The questions that keep me awake at night—Am I a good father? Am I wasting my life? Is there meaning in my suffering?—these questions are torture, but they’re also freedom. As long as they remain questions, all answers remain possible. I might be an excellent father whose mistakes will build character in my son. I might be living exactly the life I was meant to live. My suffering might be carving out space in my soul for greater joy.
But if I knew the answers with certainty, I would have to live with whatever truth was revealed. What if I discovered I am indeed a mediocre father? What if my life is genuinely meaningless? What if my suffering is just suffering, serving no purpose beyond its own existence?
Questions allow us to hope. Answers force us to know.
This is why we sabotage our own seeking. We ask for wisdom but turn away when it approaches. We demand truth but construct elaborate defenses against it. We pray for answers while secretly hoping God maintains His mysterious silence.
I see this in the way people approach therapy, education, spiritual practice—with one foot out the door, ready to retreat if the insights become too uncomfortable. We want to grow, but only in directions we’ve pre-approved. We want to change, but only into better versions of who we already think we are.

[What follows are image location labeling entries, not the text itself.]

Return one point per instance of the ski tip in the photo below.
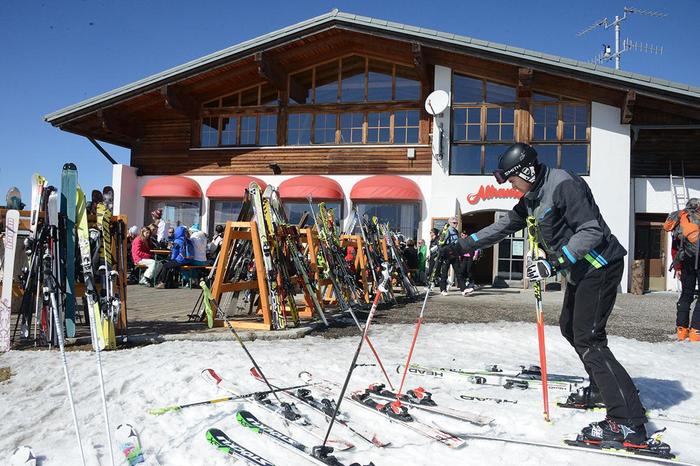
(23, 456)
(211, 375)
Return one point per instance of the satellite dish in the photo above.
(437, 102)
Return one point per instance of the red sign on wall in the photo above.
(487, 192)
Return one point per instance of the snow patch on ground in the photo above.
(35, 409)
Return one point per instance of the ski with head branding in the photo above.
(223, 443)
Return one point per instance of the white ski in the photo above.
(11, 227)
(423, 429)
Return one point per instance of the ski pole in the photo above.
(537, 288)
(51, 291)
(220, 313)
(396, 404)
(323, 450)
(349, 307)
(167, 409)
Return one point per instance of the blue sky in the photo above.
(56, 53)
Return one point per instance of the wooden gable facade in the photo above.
(163, 125)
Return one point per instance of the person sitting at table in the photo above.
(141, 253)
(181, 254)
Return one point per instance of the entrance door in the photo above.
(650, 246)
(482, 270)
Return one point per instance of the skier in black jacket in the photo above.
(577, 243)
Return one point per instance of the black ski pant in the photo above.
(689, 279)
(445, 271)
(587, 306)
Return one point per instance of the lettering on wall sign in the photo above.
(487, 192)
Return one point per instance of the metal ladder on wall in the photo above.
(679, 190)
(679, 196)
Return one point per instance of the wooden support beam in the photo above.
(116, 125)
(627, 112)
(420, 64)
(524, 96)
(274, 74)
(177, 100)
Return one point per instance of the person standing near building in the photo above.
(141, 254)
(449, 260)
(576, 242)
(684, 225)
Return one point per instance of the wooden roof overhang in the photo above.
(117, 116)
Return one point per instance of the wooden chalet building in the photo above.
(333, 107)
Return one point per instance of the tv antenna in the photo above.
(621, 47)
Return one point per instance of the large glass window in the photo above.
(295, 209)
(407, 86)
(248, 124)
(378, 127)
(483, 124)
(560, 132)
(379, 81)
(223, 210)
(229, 131)
(511, 253)
(353, 80)
(406, 125)
(361, 80)
(175, 211)
(326, 89)
(209, 132)
(268, 130)
(402, 217)
(351, 126)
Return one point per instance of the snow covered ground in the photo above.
(34, 407)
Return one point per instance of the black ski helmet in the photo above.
(520, 159)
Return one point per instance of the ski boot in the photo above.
(584, 398)
(609, 434)
(694, 335)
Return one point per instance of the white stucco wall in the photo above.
(125, 191)
(653, 196)
(610, 174)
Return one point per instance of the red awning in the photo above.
(172, 187)
(232, 187)
(385, 188)
(318, 187)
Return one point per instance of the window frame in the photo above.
(483, 107)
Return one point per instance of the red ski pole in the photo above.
(537, 288)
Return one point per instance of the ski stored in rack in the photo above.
(224, 443)
(326, 407)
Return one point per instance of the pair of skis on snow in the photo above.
(127, 437)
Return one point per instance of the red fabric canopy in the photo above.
(172, 187)
(318, 187)
(385, 188)
(232, 187)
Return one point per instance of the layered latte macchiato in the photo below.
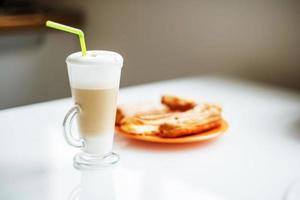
(98, 109)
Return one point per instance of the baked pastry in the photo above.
(182, 117)
(139, 109)
(178, 104)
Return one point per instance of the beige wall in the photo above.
(258, 39)
(32, 67)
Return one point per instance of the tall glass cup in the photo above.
(94, 80)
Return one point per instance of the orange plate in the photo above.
(207, 135)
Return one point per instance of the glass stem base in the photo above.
(85, 161)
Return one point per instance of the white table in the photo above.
(258, 157)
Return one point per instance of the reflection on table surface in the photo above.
(118, 184)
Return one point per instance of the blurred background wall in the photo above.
(254, 39)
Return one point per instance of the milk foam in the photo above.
(95, 70)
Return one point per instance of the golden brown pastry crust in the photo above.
(201, 118)
(177, 103)
(140, 109)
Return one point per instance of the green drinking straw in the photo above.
(69, 29)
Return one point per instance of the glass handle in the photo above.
(67, 128)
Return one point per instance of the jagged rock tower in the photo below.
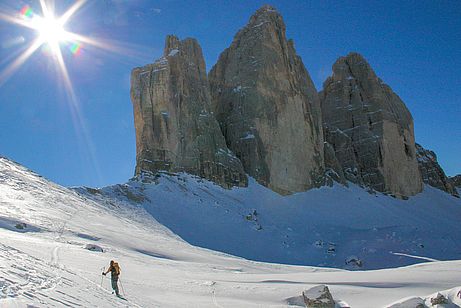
(268, 107)
(175, 129)
(370, 129)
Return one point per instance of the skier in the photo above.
(114, 270)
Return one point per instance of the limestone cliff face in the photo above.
(268, 107)
(175, 128)
(370, 129)
(431, 171)
(455, 181)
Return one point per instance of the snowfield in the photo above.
(51, 239)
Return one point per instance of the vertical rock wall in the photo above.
(175, 128)
(268, 107)
(370, 129)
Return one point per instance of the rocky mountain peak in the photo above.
(175, 128)
(171, 43)
(266, 13)
(370, 128)
(268, 107)
(354, 65)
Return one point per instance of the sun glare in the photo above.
(50, 30)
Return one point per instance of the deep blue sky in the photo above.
(414, 46)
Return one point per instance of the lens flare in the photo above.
(75, 48)
(26, 11)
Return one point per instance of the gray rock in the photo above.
(439, 300)
(431, 171)
(370, 129)
(455, 180)
(175, 128)
(268, 107)
(333, 168)
(318, 297)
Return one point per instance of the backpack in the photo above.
(116, 268)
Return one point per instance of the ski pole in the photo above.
(102, 276)
(121, 284)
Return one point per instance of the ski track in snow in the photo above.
(43, 262)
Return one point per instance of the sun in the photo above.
(50, 30)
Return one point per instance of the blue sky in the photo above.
(414, 46)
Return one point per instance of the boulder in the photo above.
(431, 171)
(455, 180)
(370, 129)
(176, 130)
(267, 106)
(318, 297)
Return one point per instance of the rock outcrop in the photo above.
(431, 171)
(268, 107)
(318, 297)
(370, 129)
(175, 128)
(455, 180)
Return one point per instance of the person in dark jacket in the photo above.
(114, 270)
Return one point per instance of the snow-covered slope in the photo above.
(330, 226)
(44, 229)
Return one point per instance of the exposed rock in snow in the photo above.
(260, 85)
(456, 180)
(93, 247)
(432, 172)
(318, 297)
(49, 268)
(448, 298)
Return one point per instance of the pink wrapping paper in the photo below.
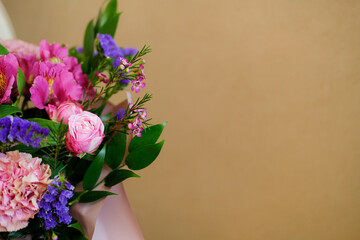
(109, 218)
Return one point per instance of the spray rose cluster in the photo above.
(58, 129)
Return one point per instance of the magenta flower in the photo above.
(102, 77)
(57, 54)
(53, 84)
(8, 70)
(142, 113)
(135, 126)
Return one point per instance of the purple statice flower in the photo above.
(109, 46)
(17, 130)
(125, 81)
(120, 114)
(128, 51)
(112, 50)
(5, 124)
(53, 206)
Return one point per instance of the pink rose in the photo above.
(64, 111)
(86, 132)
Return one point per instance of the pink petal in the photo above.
(39, 92)
(65, 86)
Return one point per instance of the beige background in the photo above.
(263, 103)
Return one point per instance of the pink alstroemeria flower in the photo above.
(8, 70)
(53, 84)
(57, 54)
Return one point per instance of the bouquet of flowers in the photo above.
(58, 129)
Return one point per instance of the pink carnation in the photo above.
(23, 180)
(8, 71)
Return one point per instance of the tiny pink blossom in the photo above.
(8, 71)
(137, 84)
(102, 77)
(135, 126)
(23, 180)
(142, 113)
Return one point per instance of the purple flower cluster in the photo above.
(53, 205)
(112, 50)
(14, 129)
(120, 114)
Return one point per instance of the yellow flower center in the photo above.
(51, 82)
(55, 60)
(2, 84)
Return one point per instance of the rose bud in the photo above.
(64, 111)
(85, 134)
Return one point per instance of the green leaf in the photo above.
(143, 156)
(117, 176)
(6, 110)
(116, 150)
(89, 39)
(94, 195)
(110, 26)
(109, 13)
(93, 172)
(149, 136)
(3, 50)
(20, 78)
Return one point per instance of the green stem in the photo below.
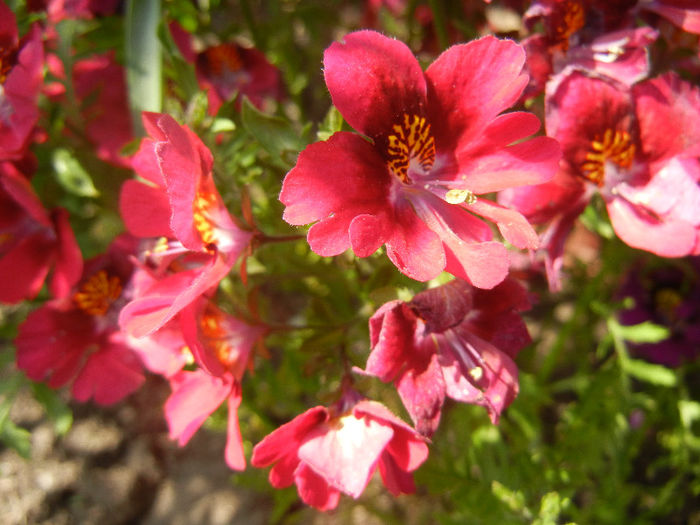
(439, 23)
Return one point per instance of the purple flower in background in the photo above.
(669, 296)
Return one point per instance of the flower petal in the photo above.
(469, 84)
(373, 81)
(287, 438)
(345, 452)
(196, 395)
(512, 225)
(641, 230)
(341, 174)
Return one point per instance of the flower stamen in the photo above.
(615, 146)
(203, 202)
(216, 338)
(411, 141)
(98, 293)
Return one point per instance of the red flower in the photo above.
(683, 13)
(21, 75)
(231, 70)
(31, 242)
(197, 243)
(221, 345)
(326, 451)
(455, 341)
(76, 339)
(624, 145)
(437, 141)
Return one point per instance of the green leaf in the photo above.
(332, 123)
(275, 135)
(651, 373)
(17, 438)
(71, 175)
(646, 332)
(143, 59)
(222, 124)
(56, 409)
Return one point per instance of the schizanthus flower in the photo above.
(437, 141)
(77, 340)
(194, 241)
(666, 295)
(32, 242)
(326, 451)
(221, 346)
(454, 340)
(623, 145)
(230, 71)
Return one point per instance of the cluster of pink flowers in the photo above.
(439, 172)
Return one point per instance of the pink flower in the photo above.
(683, 13)
(21, 75)
(437, 141)
(326, 451)
(196, 241)
(230, 70)
(571, 42)
(455, 341)
(623, 144)
(76, 339)
(32, 241)
(221, 345)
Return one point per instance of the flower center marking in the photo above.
(216, 338)
(572, 19)
(203, 202)
(98, 293)
(411, 142)
(615, 146)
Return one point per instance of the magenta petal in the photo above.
(639, 229)
(343, 176)
(109, 375)
(183, 167)
(422, 392)
(469, 84)
(282, 472)
(235, 458)
(167, 298)
(408, 450)
(673, 193)
(367, 234)
(395, 479)
(330, 237)
(490, 380)
(287, 438)
(195, 397)
(145, 210)
(414, 248)
(394, 340)
(483, 264)
(531, 162)
(512, 225)
(674, 102)
(373, 81)
(43, 355)
(314, 490)
(345, 452)
(28, 263)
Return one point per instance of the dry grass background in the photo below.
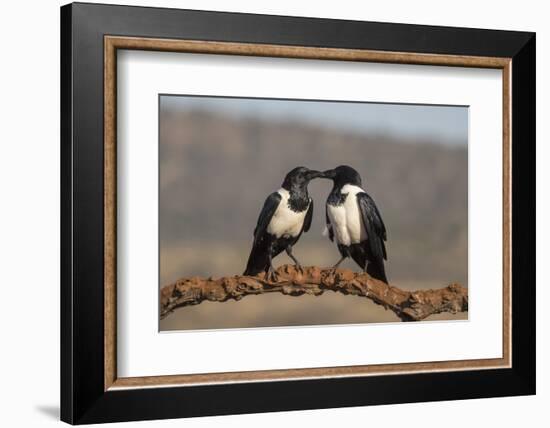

Last month, I started reading a book about Islamic philosophy that I’d been avoiding for years. I told myself I was too busy, but the truth was I was afraid it might challenge beliefs I wasn’t ready to examine. On page thirty-seven, I found an interpretation of divine justice that completely contradicted my comfortable understanding. I closed the book and haven’t opened it since.
This is what we do: we seek until we find something that threatens our carefully constructed worldview, then we stop seeking and pretend we never started.
But here’s what I’m learning: the fear of answers is really a fear of responsibility. Questions allow us to remain perpetual students, but answers make us accountable to what we know. Once you understand something, you can no longer claim ignorance as an excuse for inaction.
If I truly understood what it means to be a good father, I would have to become one. If I clearly saw what my life’s purpose is, I would have to pursue it. If I knew what God wanted from me, I would have to give it.
Questions are comfortable because they ask nothing of us but curiosity. Answers are terrifying because they demand change.
The elderly man at the mosque was afraid not that God wouldn’t answer his prayers, but that God would. He was afraid that divine purpose might look different from human preference, that the life God wanted for him might not be the life he wanted for himself.